G26182.KMS-12-BM.2.btfv9.R1.fastq.gz G26187.MONO-MAC-1.2.btfv9.R1.fastq.gz G26243.HT-1197.2.btfv9.R1.fastq.gz G27263.OPM-2.1.btfv9.R1.fastq.gz G27519.Raji.2.btfv9.R1.fastq.gz G28013.KARPAS-422.1.btfv9.R1.fastq.gz G28028.KG-1.1.btfv9.R1.fastq.gz G28058.MC116.1.btfv9.R1.fastq.gz G28825.HT-144.3.btfv9.R1.fastq.gz G28835.HT.3.btfv9.R1.fastq.gz G28863.HT-1080.3.btfv9.R1.fastq.gz G28881.HT-1376.3.btfv9.R1.fastq.gz G30561.SUP-T1.1.btfv9.R1.fastq.gz G30573.SU-DHL-6.1.btfv9.R1.fastq.gz G30579.JM1.1.btfv9.R1.fastq.gz G41670.HT-29.5.btfv9.R1.fastq.gz G41728.MEG-01.5.btfv9.R1.fastq.gz

rcurrie commented 6 years ago

Running G26182 through, will report back when done. Results will appear in:

/pod/pstore/groups/treehouse/treeshop/jpfeil

@jpfeil do you need the BAMs (from RNASeq or UMEND)? I'm currently deleting them so I don't backhaul. Easy to leave though.

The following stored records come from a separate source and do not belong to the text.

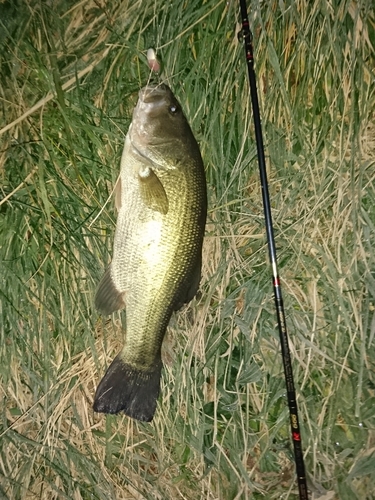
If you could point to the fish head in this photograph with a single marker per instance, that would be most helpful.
(159, 130)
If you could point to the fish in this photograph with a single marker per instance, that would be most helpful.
(157, 252)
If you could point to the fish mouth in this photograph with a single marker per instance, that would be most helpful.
(153, 93)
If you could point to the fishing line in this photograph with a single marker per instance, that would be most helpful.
(288, 371)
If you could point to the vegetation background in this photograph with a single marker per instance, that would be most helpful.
(70, 73)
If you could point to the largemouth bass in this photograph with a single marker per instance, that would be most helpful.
(157, 251)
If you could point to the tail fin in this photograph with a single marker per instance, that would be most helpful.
(134, 392)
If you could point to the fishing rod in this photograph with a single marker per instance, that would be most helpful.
(287, 362)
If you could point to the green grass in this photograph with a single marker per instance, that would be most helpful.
(69, 77)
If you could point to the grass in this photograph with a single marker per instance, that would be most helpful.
(70, 72)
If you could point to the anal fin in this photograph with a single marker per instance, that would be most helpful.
(107, 298)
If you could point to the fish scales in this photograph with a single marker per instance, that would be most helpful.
(157, 250)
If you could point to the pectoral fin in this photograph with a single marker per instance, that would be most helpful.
(152, 191)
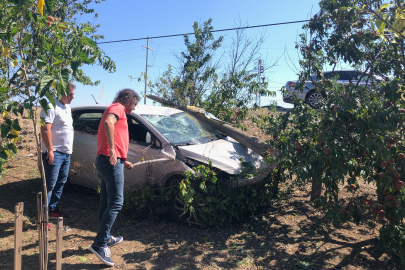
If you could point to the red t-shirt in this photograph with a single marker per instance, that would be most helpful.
(121, 137)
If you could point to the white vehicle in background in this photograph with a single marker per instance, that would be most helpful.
(312, 97)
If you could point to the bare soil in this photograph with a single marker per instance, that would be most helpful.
(290, 235)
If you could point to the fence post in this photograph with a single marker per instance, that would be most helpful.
(59, 227)
(19, 208)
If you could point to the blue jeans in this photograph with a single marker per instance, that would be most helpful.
(111, 197)
(56, 176)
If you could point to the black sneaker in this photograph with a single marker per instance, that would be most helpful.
(103, 254)
(114, 240)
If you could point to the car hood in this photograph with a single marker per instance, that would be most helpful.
(224, 154)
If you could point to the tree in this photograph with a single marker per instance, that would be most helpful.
(42, 49)
(198, 83)
(357, 134)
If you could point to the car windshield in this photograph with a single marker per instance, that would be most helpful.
(182, 128)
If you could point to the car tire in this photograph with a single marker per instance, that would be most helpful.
(313, 97)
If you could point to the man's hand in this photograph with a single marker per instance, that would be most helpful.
(49, 157)
(113, 157)
(128, 165)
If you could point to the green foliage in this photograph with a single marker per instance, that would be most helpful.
(197, 83)
(42, 49)
(211, 198)
(358, 133)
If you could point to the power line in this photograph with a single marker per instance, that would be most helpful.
(221, 30)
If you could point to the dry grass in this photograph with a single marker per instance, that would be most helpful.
(291, 233)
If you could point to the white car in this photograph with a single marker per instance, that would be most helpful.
(312, 97)
(164, 143)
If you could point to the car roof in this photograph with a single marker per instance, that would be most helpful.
(139, 109)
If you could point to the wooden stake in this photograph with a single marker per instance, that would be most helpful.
(44, 215)
(19, 209)
(40, 209)
(59, 227)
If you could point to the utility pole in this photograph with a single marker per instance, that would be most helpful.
(146, 71)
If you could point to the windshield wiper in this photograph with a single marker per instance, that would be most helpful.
(183, 144)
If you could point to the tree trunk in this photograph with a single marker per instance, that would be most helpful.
(316, 188)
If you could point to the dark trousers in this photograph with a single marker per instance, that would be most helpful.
(111, 197)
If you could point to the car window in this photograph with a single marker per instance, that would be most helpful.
(88, 122)
(137, 132)
(344, 75)
(183, 128)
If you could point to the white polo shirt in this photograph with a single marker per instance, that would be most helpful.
(62, 127)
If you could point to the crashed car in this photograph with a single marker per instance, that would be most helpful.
(312, 97)
(164, 144)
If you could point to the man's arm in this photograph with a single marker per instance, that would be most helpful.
(47, 138)
(109, 125)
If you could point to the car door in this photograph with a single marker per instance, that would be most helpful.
(82, 170)
(145, 153)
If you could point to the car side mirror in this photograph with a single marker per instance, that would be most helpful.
(148, 138)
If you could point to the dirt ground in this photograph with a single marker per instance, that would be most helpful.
(290, 235)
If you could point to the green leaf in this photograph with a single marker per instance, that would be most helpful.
(5, 129)
(15, 125)
(27, 38)
(83, 57)
(14, 30)
(44, 85)
(46, 46)
(4, 154)
(384, 6)
(381, 26)
(50, 99)
(74, 65)
(64, 75)
(49, 6)
(12, 147)
(44, 105)
(88, 41)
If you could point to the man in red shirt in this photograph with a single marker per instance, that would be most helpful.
(112, 144)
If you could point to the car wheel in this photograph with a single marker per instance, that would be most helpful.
(313, 98)
(178, 210)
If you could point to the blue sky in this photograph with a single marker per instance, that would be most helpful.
(125, 19)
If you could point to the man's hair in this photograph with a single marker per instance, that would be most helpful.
(126, 95)
(72, 86)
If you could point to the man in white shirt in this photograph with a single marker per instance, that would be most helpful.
(57, 145)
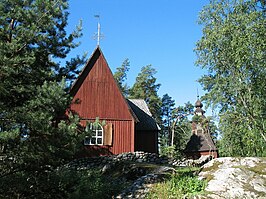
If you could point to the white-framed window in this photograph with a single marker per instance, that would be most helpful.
(96, 137)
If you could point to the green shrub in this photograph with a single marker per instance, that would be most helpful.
(179, 185)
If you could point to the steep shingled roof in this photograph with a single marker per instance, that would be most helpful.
(141, 110)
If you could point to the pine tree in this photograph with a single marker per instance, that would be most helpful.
(145, 87)
(168, 105)
(35, 138)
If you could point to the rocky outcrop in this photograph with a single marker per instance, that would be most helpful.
(235, 177)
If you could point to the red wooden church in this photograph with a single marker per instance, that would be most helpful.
(129, 123)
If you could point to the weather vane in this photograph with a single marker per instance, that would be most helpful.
(98, 35)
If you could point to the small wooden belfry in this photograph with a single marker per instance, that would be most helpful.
(200, 143)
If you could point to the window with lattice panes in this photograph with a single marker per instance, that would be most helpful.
(97, 135)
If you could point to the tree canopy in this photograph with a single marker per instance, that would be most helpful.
(35, 137)
(232, 49)
(146, 87)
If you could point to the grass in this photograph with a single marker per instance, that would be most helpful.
(182, 184)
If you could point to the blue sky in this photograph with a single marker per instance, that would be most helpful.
(162, 33)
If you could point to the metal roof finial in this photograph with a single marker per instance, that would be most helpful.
(98, 35)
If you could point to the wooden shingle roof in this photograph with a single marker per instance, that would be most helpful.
(141, 110)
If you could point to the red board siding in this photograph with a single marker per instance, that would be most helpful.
(146, 141)
(99, 95)
(122, 139)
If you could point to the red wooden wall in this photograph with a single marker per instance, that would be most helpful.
(98, 95)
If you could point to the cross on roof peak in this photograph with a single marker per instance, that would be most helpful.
(98, 35)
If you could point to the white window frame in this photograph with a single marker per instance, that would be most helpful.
(96, 131)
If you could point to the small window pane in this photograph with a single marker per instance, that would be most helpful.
(93, 140)
(87, 140)
(100, 133)
(99, 141)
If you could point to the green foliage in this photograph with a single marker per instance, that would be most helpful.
(121, 75)
(36, 136)
(169, 151)
(181, 185)
(93, 184)
(232, 49)
(146, 88)
(167, 119)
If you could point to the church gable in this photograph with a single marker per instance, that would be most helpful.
(97, 93)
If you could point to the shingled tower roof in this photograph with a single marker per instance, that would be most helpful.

jpfeil commented 6 years ago

@rcurrie, I'd like to keep the bams from RNASeq at least since there might be an issue with the mapping.

rcurrie commented 6 years ago

G26182 completed, take a look:

/pod/pstore/groups/treehouse/treeshop/jpfeil/downstream/G26182/secondary

Passed QC!

@jpfeil I've added a basic methods (not in this run) mostly so we can get an idea of how long they take for projections. Let me know if this looks ok and if so I"m going to crank up the next two in parallel to account for any race condition (can't imagine how it would happen though) and then we'll have a projection towards cranking up a ton and running through them all.

rcurrie commented 6 years ago

@jpfeil G26243 is out of the oven and it passed UMEND, seems like this is working. Another is running in parallel and I'll report when that is done.